I next asked Mrs. Mann why she had told her audience that the “gas chamber” at Auschwitz was a dual-purpose shower room, which could be converted into a homicidal gas chamber with the flip of a switch. The lethal gas, she had told us, came out of the showerheads. When I pointed out that all the “orthodox” Holocaust literature on Auschwitz describes only rooms into which the poison was dropped – in granules – through windows or holes in the roof, the room erupted into hisses and boos. Mrs. Mann, saved by the booing, made no response.
Once outside the lecture hall, the students called me over to ask me how I could possibly question such a sweet, elderly woman who had suffered so much. They accused me of calling her a liar. I was happy to explain to them, as a mother to her children, that I hadn’t accused Mrs. Mann of lying. I had simply questioned some of the things that she had said. I looked out into the group and could see fear in some of the faces, as if they were being confronted by a lunatic with a gun, and I beseeched them to visit the USHMM’s Internet Web site and read for themselves what that museum’s authorities say about the soap libel, and about gassing at Auschwitz. When one of the teenagers asked me how I knew that soap wasn’t made at Auschwitz, Germar, identifying himself as a chemist, told them calmly that it would have been physically impossible to make soap out of human fat in the buildings at Auschwitz. There had been no facilities for such an undertaking.

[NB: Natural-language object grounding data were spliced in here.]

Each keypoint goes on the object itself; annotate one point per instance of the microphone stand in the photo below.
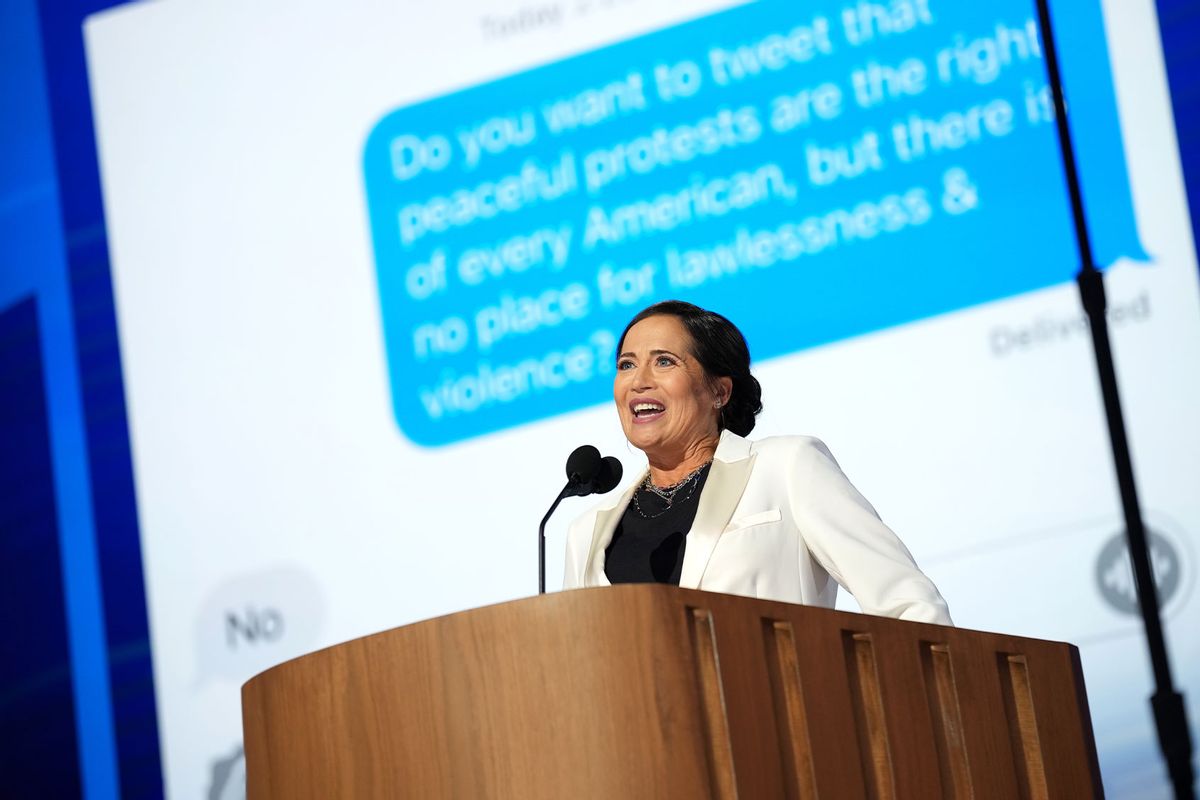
(1170, 714)
(541, 537)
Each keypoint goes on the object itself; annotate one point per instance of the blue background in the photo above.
(839, 293)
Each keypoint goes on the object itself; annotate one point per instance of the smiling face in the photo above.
(666, 402)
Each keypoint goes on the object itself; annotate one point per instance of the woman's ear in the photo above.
(723, 388)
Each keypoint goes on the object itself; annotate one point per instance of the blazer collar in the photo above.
(723, 489)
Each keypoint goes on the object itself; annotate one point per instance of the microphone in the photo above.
(610, 475)
(582, 468)
(587, 473)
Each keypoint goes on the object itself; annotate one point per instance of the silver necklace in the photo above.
(669, 493)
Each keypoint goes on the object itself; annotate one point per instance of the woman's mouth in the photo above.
(646, 410)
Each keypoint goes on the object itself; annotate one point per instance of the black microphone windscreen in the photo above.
(610, 474)
(583, 464)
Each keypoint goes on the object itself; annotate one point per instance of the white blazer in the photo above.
(778, 519)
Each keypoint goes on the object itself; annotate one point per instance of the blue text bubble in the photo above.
(811, 172)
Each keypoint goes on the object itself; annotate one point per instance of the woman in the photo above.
(773, 518)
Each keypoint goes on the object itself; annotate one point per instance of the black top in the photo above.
(648, 543)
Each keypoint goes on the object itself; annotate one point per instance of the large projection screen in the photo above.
(370, 260)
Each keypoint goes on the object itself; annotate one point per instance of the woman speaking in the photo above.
(773, 518)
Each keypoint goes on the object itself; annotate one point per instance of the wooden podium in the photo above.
(648, 691)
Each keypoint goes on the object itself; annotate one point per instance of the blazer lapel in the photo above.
(726, 481)
(601, 534)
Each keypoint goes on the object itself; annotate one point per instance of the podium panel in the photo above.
(652, 691)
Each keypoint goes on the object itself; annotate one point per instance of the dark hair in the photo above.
(721, 350)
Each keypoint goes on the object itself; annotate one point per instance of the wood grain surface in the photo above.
(649, 691)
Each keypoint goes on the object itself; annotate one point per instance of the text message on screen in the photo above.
(814, 173)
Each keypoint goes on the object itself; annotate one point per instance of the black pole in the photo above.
(1170, 714)
(541, 540)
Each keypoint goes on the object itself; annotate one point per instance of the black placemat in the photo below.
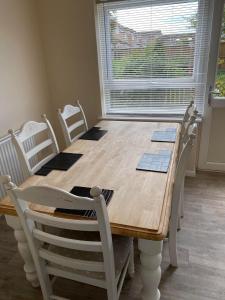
(168, 135)
(85, 192)
(43, 171)
(155, 162)
(62, 161)
(93, 134)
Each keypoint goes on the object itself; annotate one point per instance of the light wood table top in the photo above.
(140, 206)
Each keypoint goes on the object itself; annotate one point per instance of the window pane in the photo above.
(154, 41)
(220, 78)
(151, 98)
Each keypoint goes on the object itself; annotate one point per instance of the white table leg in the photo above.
(24, 250)
(151, 257)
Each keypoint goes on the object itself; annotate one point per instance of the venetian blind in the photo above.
(153, 55)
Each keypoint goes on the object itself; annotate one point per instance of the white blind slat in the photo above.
(153, 55)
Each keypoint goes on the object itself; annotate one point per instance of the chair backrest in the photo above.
(30, 131)
(189, 119)
(70, 111)
(180, 172)
(48, 262)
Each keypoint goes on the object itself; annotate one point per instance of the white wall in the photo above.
(23, 84)
(68, 31)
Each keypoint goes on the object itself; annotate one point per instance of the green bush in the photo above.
(220, 82)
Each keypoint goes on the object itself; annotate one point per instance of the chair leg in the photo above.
(131, 269)
(182, 199)
(173, 244)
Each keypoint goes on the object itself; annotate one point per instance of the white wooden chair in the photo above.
(176, 199)
(189, 118)
(28, 132)
(70, 111)
(101, 262)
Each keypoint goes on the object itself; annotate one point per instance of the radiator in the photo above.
(9, 163)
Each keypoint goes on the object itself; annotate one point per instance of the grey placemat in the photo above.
(155, 162)
(168, 135)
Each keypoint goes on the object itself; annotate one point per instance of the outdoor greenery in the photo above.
(148, 62)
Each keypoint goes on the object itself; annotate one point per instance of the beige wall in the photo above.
(68, 30)
(216, 151)
(23, 86)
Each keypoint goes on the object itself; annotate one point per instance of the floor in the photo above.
(201, 246)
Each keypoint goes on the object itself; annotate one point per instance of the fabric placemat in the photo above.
(93, 134)
(43, 171)
(168, 135)
(155, 162)
(62, 161)
(85, 192)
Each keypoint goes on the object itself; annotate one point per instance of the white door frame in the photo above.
(203, 162)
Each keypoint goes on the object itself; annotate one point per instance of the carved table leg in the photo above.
(24, 250)
(151, 256)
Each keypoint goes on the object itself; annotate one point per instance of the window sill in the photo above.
(170, 119)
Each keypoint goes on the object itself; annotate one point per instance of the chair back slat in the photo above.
(80, 225)
(89, 266)
(54, 197)
(92, 246)
(75, 126)
(69, 131)
(32, 160)
(69, 111)
(189, 119)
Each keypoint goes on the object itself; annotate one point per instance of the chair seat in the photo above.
(121, 248)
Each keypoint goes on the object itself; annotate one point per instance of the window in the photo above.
(153, 55)
(220, 77)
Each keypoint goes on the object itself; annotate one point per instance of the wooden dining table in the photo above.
(141, 202)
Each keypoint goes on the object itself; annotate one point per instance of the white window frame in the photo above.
(105, 62)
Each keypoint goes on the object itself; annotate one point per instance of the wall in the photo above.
(216, 150)
(68, 31)
(23, 85)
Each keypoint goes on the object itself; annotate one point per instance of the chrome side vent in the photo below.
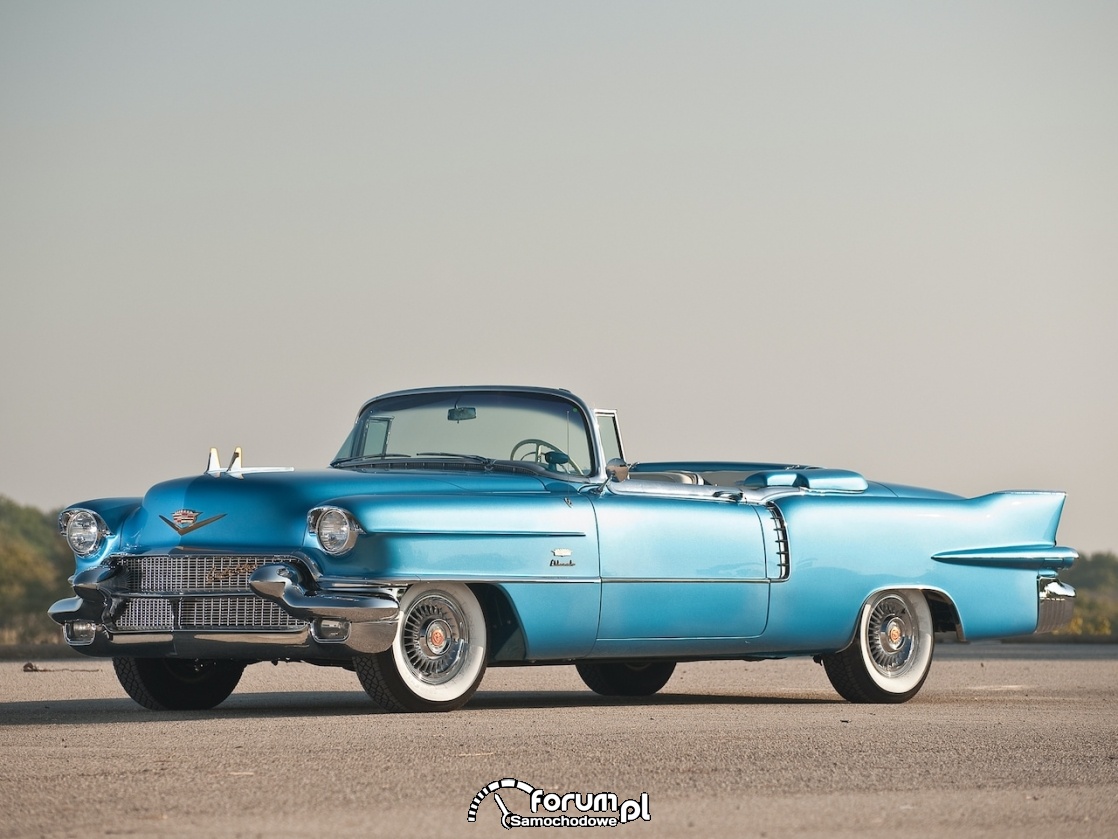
(777, 544)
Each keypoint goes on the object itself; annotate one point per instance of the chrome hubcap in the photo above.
(891, 635)
(435, 639)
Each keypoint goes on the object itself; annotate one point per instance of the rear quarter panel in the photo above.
(843, 548)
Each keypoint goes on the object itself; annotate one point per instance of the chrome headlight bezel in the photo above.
(85, 531)
(334, 528)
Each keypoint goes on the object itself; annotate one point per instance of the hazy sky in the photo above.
(872, 235)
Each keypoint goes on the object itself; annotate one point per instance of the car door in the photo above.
(683, 568)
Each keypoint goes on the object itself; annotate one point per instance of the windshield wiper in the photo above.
(474, 458)
(365, 459)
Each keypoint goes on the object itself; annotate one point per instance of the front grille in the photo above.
(204, 592)
(189, 574)
(239, 612)
(145, 613)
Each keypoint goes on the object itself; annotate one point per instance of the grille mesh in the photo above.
(145, 613)
(227, 603)
(218, 612)
(186, 574)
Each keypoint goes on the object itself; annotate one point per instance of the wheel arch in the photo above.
(945, 614)
(505, 632)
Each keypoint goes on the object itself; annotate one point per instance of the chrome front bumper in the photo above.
(1055, 606)
(274, 615)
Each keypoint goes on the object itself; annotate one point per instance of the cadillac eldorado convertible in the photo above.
(469, 527)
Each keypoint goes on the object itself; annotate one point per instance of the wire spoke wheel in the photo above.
(437, 659)
(435, 639)
(891, 653)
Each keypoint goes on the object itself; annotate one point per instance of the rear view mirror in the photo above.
(456, 414)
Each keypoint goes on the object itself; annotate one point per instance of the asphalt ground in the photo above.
(1004, 741)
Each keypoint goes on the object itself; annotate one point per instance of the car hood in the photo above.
(267, 510)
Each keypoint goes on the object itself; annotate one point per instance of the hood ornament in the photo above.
(235, 469)
(183, 521)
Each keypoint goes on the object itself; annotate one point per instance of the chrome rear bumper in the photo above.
(1055, 606)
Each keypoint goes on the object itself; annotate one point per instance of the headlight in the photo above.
(84, 530)
(334, 528)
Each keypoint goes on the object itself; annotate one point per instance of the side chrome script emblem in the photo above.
(183, 521)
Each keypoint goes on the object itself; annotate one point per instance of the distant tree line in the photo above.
(35, 564)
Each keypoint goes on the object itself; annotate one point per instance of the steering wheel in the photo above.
(537, 454)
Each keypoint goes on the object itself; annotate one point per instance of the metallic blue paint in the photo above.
(685, 559)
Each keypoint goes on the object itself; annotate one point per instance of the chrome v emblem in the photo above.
(183, 521)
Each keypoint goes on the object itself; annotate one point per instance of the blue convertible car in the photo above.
(470, 527)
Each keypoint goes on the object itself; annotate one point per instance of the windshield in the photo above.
(529, 427)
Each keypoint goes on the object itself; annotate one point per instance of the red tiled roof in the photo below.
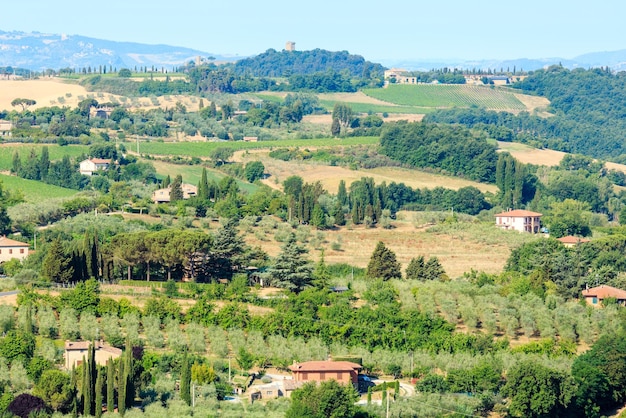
(84, 345)
(604, 291)
(570, 239)
(519, 213)
(325, 366)
(6, 242)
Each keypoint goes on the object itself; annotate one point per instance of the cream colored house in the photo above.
(399, 76)
(90, 166)
(76, 351)
(596, 295)
(10, 249)
(163, 195)
(5, 128)
(519, 220)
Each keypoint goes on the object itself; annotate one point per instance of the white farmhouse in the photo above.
(88, 167)
(519, 220)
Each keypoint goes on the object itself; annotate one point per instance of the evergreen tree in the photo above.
(16, 168)
(433, 270)
(383, 264)
(335, 127)
(99, 387)
(185, 380)
(291, 270)
(110, 386)
(176, 189)
(342, 194)
(227, 252)
(338, 214)
(203, 186)
(321, 273)
(415, 269)
(122, 379)
(166, 182)
(318, 218)
(56, 265)
(44, 163)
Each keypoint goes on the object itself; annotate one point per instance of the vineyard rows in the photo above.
(444, 96)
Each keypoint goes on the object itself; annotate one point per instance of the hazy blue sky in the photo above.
(393, 30)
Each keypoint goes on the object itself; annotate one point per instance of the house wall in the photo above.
(8, 253)
(519, 223)
(343, 377)
(75, 357)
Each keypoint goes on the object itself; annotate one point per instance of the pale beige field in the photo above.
(407, 241)
(530, 155)
(43, 91)
(546, 157)
(57, 92)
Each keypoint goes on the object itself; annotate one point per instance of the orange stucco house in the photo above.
(344, 372)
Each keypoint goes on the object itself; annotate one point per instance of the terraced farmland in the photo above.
(445, 96)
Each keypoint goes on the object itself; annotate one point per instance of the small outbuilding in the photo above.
(596, 295)
(10, 249)
(77, 351)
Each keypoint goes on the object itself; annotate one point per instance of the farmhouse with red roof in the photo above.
(519, 220)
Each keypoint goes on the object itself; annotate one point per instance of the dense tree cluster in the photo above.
(451, 149)
(274, 63)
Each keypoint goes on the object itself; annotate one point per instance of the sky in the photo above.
(394, 31)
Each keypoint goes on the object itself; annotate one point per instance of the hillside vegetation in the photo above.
(444, 96)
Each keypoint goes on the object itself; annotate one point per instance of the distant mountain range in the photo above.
(616, 60)
(39, 51)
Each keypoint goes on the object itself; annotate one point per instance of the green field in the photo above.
(191, 174)
(376, 108)
(203, 149)
(448, 95)
(34, 191)
(56, 152)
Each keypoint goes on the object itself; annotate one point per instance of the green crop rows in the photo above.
(444, 96)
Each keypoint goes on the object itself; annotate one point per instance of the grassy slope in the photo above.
(203, 149)
(56, 152)
(192, 173)
(34, 191)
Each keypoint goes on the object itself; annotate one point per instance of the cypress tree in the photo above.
(166, 182)
(86, 392)
(16, 168)
(185, 380)
(203, 186)
(44, 163)
(383, 263)
(129, 373)
(342, 194)
(99, 386)
(110, 386)
(121, 387)
(176, 189)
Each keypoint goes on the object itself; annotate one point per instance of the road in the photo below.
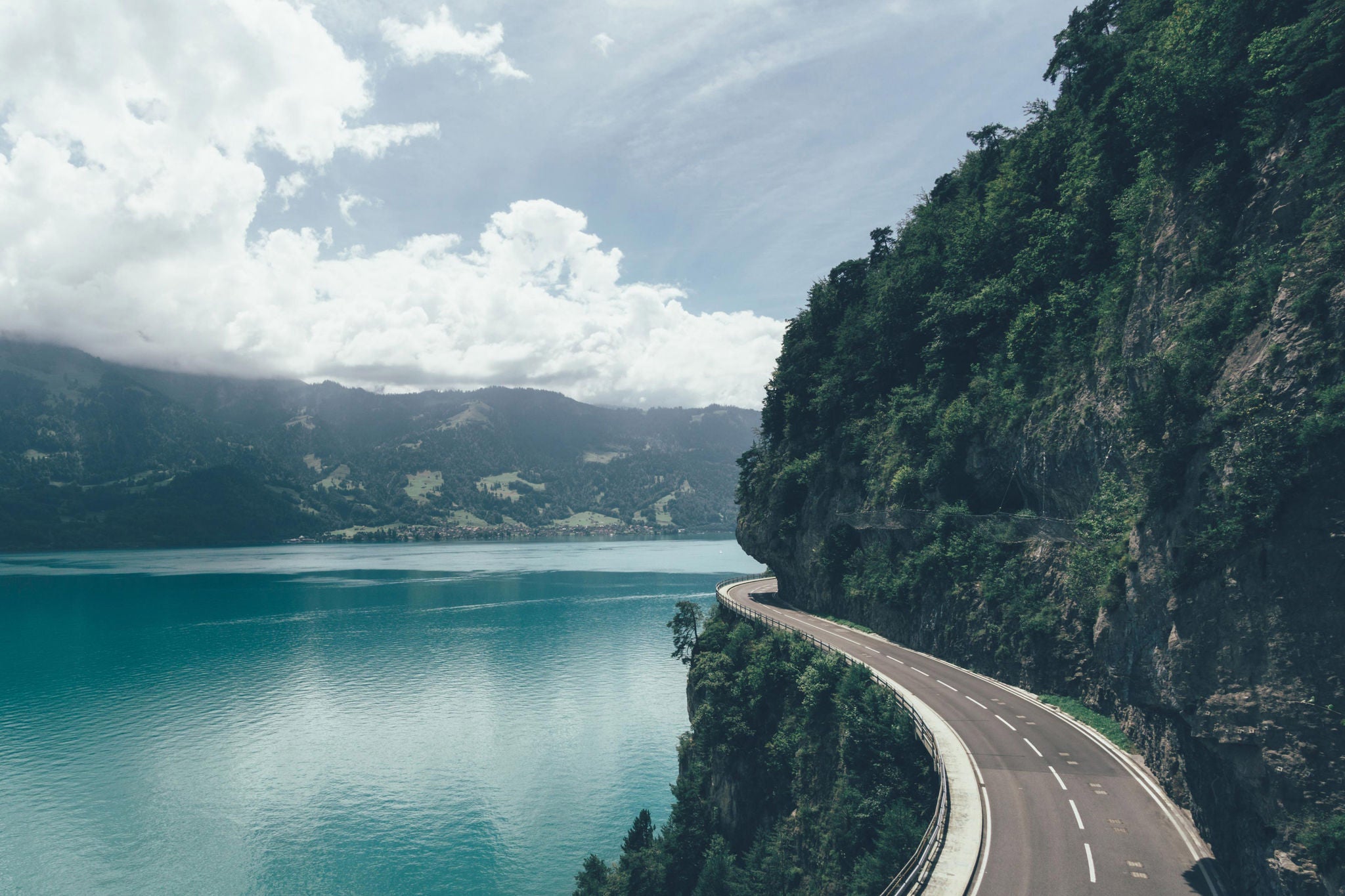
(1066, 813)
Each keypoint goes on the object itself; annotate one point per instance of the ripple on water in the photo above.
(337, 721)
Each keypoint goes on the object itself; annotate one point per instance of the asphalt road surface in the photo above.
(1066, 813)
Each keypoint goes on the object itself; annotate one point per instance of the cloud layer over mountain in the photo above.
(131, 177)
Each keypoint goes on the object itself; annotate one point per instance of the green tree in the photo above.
(592, 880)
(686, 629)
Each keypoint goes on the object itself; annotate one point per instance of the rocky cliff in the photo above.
(1076, 422)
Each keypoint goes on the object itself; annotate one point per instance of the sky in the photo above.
(622, 200)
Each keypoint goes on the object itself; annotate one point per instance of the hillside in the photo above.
(1078, 419)
(95, 454)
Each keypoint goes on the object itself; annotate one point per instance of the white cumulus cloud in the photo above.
(439, 37)
(291, 186)
(129, 186)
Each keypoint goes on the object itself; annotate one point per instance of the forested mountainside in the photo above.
(95, 454)
(1079, 419)
(799, 775)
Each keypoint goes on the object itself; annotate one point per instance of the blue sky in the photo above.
(409, 195)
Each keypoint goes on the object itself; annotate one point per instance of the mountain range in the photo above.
(99, 454)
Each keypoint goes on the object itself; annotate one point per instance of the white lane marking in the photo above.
(1215, 885)
(825, 630)
(1155, 793)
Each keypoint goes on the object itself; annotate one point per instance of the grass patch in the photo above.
(502, 485)
(335, 480)
(1106, 726)
(586, 519)
(422, 486)
(847, 622)
(466, 517)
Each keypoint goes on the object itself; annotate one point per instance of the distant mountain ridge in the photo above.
(99, 454)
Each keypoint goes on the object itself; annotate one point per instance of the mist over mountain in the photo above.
(99, 454)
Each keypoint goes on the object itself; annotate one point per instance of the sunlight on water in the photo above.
(460, 717)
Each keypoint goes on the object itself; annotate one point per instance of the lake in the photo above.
(463, 717)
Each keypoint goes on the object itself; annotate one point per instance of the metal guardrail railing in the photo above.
(915, 874)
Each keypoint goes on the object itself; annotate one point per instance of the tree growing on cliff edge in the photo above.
(686, 629)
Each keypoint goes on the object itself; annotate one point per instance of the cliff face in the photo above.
(1086, 435)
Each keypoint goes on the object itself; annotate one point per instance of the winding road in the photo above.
(1063, 812)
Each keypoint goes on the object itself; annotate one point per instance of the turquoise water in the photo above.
(324, 719)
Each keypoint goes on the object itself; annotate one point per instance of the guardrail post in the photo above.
(915, 874)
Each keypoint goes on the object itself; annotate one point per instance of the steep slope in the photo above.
(1078, 421)
(95, 454)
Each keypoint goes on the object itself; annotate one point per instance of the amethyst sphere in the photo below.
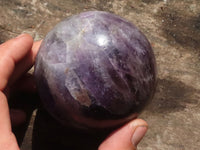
(95, 70)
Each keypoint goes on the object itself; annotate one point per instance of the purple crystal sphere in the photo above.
(95, 70)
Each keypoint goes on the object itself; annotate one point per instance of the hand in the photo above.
(16, 57)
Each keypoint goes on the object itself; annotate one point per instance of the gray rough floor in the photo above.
(173, 28)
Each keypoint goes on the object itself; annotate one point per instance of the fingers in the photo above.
(127, 137)
(26, 63)
(12, 52)
(5, 125)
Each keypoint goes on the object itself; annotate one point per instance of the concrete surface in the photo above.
(173, 28)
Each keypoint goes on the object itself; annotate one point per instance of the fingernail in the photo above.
(19, 36)
(138, 135)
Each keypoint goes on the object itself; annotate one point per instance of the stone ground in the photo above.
(172, 27)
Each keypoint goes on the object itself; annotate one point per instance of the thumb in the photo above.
(127, 137)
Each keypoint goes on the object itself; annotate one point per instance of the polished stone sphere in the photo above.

With each of our responses the group became more unruly, sarcastic, and intolerant. Rather than ask responsible questions or make clear arguments, at last they resorted to taunting us, calling Germar a Nazi and telling us to “f___ off.” They frightened my sons, so we left, but not before they ended their outburst by chasing our van out of the underground parking lot. Their teacher was helpless to stop them, although she tried.
My sons and I learned a lesson at the Museum of Tolerance, a lesson about intolerance – taxpayer-funded, state-sanctioned intolerance – not merely of Germans and Christians and European-Americans, but also of intellectual curiosity and reasoned dissent. While I was able to “de-program” my sons with some healthy discussion and simple logic, I’m one of the fortunate few who have heard the revisionist side. If that angry mob of teenagers is indicative of the effect Holocaust studies have on our children, America risks schooling a generation in bigotry.
Bibliographic information about this document: The Journal of Historical Review, vol. 20, no. 1 (January/February 2001), pp. 7f.